Ralitsa Stoyanova , a spokeswoman for the regulator, confirmed cuts of about 35 percent from Sept. 1 for large roof installations and nearly 28 percent for solar parks on the ground, as the cost of building solar generating facilities has fallen sharply.
Renewable energy investors, who have poured millions of euros into solar parks in the European Union's poorest member state, have criticized the cuts, saying they will scare off badly-needed investment, and vowed to appeal against them.
Solar energy parks in the small southeast European country have mushroomed after the government passed legislation guaranteeing tariffs over a 20-year period for solar investors.
Companies such as U.S.-based AES Corp, Russia's Lukoil, South Korea's SDN, Saudi Arabia's ACWA Power and dozens of others rushed to take advantage of the incentives and the abundant sunshine in the Balkan country.

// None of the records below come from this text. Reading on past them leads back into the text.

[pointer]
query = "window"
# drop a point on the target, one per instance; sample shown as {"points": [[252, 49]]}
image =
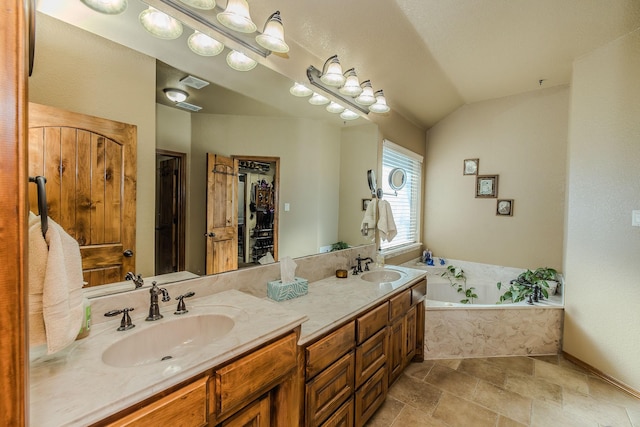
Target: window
{"points": [[406, 205]]}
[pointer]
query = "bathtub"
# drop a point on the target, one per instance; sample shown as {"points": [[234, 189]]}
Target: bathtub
{"points": [[486, 329]]}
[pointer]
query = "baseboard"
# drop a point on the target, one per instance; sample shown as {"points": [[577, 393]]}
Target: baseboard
{"points": [[614, 382]]}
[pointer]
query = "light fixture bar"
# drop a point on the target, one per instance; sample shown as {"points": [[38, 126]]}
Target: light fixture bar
{"points": [[245, 40], [314, 78]]}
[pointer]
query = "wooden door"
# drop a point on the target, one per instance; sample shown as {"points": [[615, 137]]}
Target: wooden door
{"points": [[90, 167], [222, 214], [166, 216]]}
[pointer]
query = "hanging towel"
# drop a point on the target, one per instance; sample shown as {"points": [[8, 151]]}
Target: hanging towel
{"points": [[55, 286], [369, 219], [386, 224]]}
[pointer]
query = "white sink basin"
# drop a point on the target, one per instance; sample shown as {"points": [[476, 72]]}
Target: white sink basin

The total installed capacity of photovoltaic parks soared to more than 700 MW by the end of August from 134 MW at the end of 2011, industry officials say.
The surge of solar generation has however pushed up consumer prices by 13 percent in 2012 as the government seeks to recoup the cost of the subsidies.
Power prices are politically sensitive in Bulgaria, where energy bills account for a huge part of monthly incomes, especially during the winter.